The z-basis eigenfunctions are:
\[ \begin{matrix} Sz_{up} = \begin{pmatrix} 1 \\ 0 \end{pmatrix} & Sz_{down} = \begin{pmatrix} 0 \\ 1 \end{pmatrix} \end{matrix} \nonumber \]
The x- and y-direction spin operators in the z-basis are the Pauli matrices:
\[ \begin{matrix} \sigma_x = \begin{pmatrix} 0 & 1 \\ 1 & 0 \end{pmatrix} & \sigma_y = \begin{pmatrix} 0 & -i \\ i & 0 \end{pmatrix} \end{matrix} \nonumber \]
The initial entangled spin state for the three spin-1/2 particles in tensor notation is:
\[ \begin{matrix} | \Psi \rangle = \frac{1}{ \sqrt{2}} \left[ \begin{pmatrix} 1 \\ 0 \end{pmatrix} \otimes \begin{pmatrix} 1 \\ 0 \end{pmatrix} \otimes \begin{pmatrix} 1 \\ 0 \end{pmatrix} - \begin{pmatrix} 0 \\ 1 \end{pmatrix} \otimes \begin{pmatrix} 0 \\ 1 \end{pmatrix} \otimes \begin{pmatrix} 0 \\ 1 \end{pmatrix} \right] = \frac{1}{ \sqrt{2}} \begin{pmatrix} 1 \\ 0 \\ 0 \\ 0 \\ 0 \\ 0 \\ 0 \\ -1 \end{pmatrix} & \Psi = \frac{1}{ \sqrt{2}} \begin{pmatrix} 1 \\ 0 \\ 0 \\ 0 \\ 0 \\ 0 \\ 0 \\ -1 \end{pmatrix} \end{matrix} \nonumber \]
The following operators represent the measurements to be carried out on spins 1, 2 and 3, in that order.
\[ \begin{matrix} \sigma_x^1 \otimes \sigma_y^2 \otimes \sigma_y^3 & \sigma_y^1 \otimes \sigma_x^2 \otimes \sigma_y^3 & \sigma_y^1 \otimes \sigma_y^2 \otimes \sigma_x^3 & \sigma_x^1 \otimes \sigma_x^2 \otimes \sigma_x^3 \end{matrix} \nonumber \]
The matrix tensor product is also known as the Kronecker product, which is available in Mathcad. The four operators in tensor format are formed as follows.
\[ \begin{matrix} \sigma_{xyy} = \text{kronecker}( \sigma_x,~ \text{kronecker}( \sigma_y,~ \sigma_y)) & \sigma_{yxy} = \text{kronecker}( \sigma_y,~ \text{kronecker}( \sigma_x,~ \sigma_y)) \\ \sigma_{yyx} = \text{kronecker}( \sigma_y,~ \text{kronecker}( \sigma_y,~ \sigma_x)) & \sigma_{xxx} = \text{kronecker}( \sigma_x,~ \text{kronecker}( \sigma_x,~ \sigma_x)) \end{matrix} \nonumber \]
The expectation values of the operators are now calculated.

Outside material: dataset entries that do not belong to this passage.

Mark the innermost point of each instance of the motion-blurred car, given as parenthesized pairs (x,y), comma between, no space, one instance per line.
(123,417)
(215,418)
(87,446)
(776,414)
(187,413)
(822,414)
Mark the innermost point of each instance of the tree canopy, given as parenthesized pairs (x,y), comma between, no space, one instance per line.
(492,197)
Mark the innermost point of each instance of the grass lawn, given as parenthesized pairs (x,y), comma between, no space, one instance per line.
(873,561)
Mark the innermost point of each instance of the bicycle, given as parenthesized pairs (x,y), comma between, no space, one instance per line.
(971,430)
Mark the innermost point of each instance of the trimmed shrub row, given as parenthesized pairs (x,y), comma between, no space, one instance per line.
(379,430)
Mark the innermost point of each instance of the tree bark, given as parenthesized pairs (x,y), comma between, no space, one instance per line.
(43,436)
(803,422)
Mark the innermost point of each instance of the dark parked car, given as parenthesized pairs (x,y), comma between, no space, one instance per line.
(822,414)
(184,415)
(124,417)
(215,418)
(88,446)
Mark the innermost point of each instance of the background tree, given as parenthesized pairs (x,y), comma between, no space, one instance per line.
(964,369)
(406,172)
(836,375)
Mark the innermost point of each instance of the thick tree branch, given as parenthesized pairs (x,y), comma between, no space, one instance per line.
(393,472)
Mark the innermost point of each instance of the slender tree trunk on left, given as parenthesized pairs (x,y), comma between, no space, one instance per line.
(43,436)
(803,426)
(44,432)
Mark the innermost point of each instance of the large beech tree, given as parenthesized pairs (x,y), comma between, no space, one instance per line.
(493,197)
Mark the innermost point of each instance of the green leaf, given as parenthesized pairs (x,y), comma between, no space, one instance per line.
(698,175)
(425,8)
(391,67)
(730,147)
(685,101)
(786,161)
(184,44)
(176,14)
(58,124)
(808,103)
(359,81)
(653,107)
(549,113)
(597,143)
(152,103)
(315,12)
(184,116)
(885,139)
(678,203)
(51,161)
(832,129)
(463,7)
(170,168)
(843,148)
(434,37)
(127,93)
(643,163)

\[ \begin{matrix} \Psi^T \sigma_{xyy} \Psi = 1 & \Psi^T \sigma_{yxy} \Psi = 1 & \Psi^T \sigma_{yyx} \Psi = 1 & \Psi^T \sigma_{xxx} \Psi = -1 \end{matrix} \nonumber \]
Consequently the product of the four operators has the expectation value of -1.
\[ \Psi^T \sigma_{xyy} \sigma_{yxy} \sigma_{yyx} \sigma_{xxx} \Psi = -1 \nonumber \]
Local realism assumes that objects have definite properties independent of measurement. In this example it assumes that the x- and y-components of the spin have definite values prior to measurement. This position leads to a contradiction with the above result. The following analysis is taken from "Quantum Information Science" by Seth Lloyd.
Looking again at the measurement operators, notice that there is a σx measurement on the first spin in the first and fourth experiment. If the spin state is well-defined before measurement those results have to be the same, either both +1 or both -1, so that the product of the two measurements is +1.
\[ \begin{matrix} \sigma_x^1 \otimes \sigma_y^2 \otimes \sigma_y^3 & \sigma_y^1 \otimes \sigma_x^2 \otimes \sigma_y^3 & \sigma_y^1 \otimes \sigma_y^2 \otimes \sigma_x^3 & \sigma_x^1 \otimes \sigma_x^2 \otimes \sigma_x^3\end{matrix} \nonumber \]
Likewise there is a σy measurement on the second spin in experiments one and three. By similar arguments those results will lead to a product of +1 also. Continuing with all the pairs in the total operator using local realistic reasoning unambiguously shows that its expectation value should be +1, in sharp disagreement with the quantum mechanical result of -1.